But I really want to animate it

Sure. Here’s that code.

fig, ax = plt.subplots(figsize=(10, 6))
line, = ax.plot(x, wave(x, 0))  # Initial plot (t=0)
ax.set_ylim([-A, A])  # Setting the y limits to the amplitude range
ax.set_xlabel('Position (x)')
ax.set_ylabel('Amplitude')
ax.grid(True)
ax.set_title("Amplitude vs. Position over Time")

def update(frame):
    line.set_ydata(wave(x, frame))  # Update the y data of the line plot for the current time frame
    ax.set_title(f"Amplitude vs. Position at t = {frame:.2f} s")
    return line,

# Animate over the given times using FuncAnimation
ani = FuncAnimation(fig, update, frames=t, blit=True, interval=50)
plt.close(fig) ## needed to stop another static image from being displayed

# Display the animation in the notebook
HTML(ani.to_jshtml())

Once Loop Reflect

## your code here

## REMEMBER THAT YOU ARE WORKING ON SUPERPOSITION OF WAVES

Implications of Superposition: Diffraction

One of the key indicators of wave like behavior is diffraction. Diffraction is the bending of waves around obstacles and it is a consequence of superposition.

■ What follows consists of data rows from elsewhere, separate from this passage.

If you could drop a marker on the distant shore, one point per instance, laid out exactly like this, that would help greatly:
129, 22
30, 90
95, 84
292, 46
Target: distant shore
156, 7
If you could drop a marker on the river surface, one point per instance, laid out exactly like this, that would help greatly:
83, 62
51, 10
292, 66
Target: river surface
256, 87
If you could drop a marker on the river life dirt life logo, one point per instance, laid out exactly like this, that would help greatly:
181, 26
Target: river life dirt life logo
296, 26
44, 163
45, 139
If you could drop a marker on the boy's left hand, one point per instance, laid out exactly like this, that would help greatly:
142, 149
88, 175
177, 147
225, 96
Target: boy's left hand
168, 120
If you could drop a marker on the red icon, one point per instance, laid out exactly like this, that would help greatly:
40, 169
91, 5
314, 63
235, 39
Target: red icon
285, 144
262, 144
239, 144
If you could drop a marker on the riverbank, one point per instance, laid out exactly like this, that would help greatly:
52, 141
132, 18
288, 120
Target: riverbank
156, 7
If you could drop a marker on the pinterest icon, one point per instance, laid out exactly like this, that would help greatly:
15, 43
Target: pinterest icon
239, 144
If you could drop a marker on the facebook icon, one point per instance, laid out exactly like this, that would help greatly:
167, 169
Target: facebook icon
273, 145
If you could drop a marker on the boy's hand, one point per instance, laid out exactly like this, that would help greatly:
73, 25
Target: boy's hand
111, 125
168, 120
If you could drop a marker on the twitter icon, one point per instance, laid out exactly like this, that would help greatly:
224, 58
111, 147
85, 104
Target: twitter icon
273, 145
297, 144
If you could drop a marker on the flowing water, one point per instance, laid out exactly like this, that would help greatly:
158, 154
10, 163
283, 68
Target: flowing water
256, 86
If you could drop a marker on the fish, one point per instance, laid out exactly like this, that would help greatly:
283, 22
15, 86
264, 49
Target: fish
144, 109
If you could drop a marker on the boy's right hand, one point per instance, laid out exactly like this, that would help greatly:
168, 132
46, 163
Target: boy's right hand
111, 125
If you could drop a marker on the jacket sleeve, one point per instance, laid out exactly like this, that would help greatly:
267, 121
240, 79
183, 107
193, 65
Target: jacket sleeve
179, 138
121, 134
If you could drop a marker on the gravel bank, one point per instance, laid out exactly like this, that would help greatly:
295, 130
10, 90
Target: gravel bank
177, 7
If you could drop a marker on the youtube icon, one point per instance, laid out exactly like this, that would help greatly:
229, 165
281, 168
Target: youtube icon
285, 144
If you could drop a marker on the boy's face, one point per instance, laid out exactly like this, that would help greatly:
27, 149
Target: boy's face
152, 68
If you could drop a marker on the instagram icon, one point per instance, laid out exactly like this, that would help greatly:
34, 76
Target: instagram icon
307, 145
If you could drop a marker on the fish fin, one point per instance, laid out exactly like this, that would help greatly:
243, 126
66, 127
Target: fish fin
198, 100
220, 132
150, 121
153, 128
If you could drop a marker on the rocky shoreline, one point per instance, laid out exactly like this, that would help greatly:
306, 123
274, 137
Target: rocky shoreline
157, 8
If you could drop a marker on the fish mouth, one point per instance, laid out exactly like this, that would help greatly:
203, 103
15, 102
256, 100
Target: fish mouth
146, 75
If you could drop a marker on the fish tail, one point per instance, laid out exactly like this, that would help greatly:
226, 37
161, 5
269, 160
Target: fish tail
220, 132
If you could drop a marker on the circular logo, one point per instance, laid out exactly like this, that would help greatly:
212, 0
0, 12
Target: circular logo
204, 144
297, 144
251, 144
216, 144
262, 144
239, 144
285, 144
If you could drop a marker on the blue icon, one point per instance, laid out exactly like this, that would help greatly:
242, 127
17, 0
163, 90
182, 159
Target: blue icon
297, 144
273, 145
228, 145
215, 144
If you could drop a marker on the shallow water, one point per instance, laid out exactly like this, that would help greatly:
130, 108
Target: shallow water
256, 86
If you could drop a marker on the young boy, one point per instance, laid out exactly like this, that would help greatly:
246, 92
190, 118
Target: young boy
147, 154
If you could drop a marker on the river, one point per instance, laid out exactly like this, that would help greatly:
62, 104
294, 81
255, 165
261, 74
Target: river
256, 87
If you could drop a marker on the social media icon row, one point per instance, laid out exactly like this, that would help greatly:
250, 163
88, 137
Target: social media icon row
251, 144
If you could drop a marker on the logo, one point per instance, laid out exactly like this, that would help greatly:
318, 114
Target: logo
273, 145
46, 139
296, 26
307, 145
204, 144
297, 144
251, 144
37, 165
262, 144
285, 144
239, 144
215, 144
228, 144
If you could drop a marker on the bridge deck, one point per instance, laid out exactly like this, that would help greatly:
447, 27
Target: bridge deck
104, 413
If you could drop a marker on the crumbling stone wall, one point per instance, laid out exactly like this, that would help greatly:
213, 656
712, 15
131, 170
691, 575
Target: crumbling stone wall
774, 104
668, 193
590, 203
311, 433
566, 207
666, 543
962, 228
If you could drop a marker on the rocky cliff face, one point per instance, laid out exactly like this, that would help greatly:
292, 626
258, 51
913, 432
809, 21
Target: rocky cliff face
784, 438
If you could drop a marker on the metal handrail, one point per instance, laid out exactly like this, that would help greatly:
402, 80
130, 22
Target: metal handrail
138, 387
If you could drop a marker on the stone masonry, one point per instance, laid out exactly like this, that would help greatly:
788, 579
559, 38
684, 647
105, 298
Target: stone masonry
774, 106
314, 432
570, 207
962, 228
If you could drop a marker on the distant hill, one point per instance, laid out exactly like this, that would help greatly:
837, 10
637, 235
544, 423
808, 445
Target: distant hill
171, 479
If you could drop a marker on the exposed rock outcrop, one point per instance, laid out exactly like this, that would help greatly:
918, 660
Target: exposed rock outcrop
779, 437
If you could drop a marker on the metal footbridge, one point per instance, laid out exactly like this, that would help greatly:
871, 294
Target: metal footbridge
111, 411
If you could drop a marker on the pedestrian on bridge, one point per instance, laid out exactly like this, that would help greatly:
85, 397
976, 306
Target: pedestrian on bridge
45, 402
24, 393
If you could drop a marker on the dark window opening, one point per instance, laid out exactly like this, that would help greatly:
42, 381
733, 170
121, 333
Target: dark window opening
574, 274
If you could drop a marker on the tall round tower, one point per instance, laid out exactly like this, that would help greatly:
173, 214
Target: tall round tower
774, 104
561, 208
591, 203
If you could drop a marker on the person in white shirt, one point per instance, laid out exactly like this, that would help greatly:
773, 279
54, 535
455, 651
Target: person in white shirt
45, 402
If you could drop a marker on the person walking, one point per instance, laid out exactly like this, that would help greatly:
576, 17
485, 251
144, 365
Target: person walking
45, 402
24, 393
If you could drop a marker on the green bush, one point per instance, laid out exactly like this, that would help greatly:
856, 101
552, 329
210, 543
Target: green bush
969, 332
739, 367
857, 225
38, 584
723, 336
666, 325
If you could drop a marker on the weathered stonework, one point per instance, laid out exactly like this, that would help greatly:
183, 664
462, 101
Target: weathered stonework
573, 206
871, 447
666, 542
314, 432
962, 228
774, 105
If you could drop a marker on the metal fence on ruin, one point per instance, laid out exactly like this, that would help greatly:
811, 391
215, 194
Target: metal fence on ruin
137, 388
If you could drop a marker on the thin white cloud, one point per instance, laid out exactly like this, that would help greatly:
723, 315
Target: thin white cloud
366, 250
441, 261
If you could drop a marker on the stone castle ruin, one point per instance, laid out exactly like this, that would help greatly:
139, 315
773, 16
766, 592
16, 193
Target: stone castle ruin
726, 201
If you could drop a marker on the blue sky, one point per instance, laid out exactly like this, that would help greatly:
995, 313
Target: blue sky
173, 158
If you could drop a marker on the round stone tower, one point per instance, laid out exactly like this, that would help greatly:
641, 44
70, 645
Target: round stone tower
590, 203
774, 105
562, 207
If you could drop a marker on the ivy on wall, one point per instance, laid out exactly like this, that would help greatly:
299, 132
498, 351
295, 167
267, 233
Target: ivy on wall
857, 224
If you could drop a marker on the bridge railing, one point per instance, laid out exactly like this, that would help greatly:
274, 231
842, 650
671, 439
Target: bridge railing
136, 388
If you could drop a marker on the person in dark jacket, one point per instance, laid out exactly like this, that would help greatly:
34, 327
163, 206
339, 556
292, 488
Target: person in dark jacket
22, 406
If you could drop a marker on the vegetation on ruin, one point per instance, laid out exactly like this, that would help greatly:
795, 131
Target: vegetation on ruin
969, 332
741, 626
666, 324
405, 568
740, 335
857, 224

In the case of single-slit diffraction, the wave is diffracted around a slit of width \(a\). a forms circular wave fronts that interfere with each other.

A screen placed a distance \(L\) away from the slit will show a diffraction pattern. We can show the intensity of the diffraction pattern is:

\[I(\theta) = I_0\left(\dfrac{\sin(\beta)}{\beta}\right)^2\]

where

\[\beta = \dfrac{\pi a \sin(\theta)}{\lambda}\]

and \(\lambda\) is the wavelength of the wave and \(\theta\) is the angle of the diffracted wave from the center of the slit (\(\tan(\theta) = y/L\) where \(y\) is the location along the screen).

✅ Do this

1. Plot the intensity of the diffraction pattern for a single slit of width \(a=1\) mm and wavelength \(\lambda=500\) nm.

2. Find the slit width needed to form a diffraction pattern for a typical water wave. You will need to make some estimates.

3. For atomic spacing (\(10^{-10}\) m), use your plotting tool to estimate the wavelength needed to form a diffraction pattern. You will need to make some estimates.

## your code here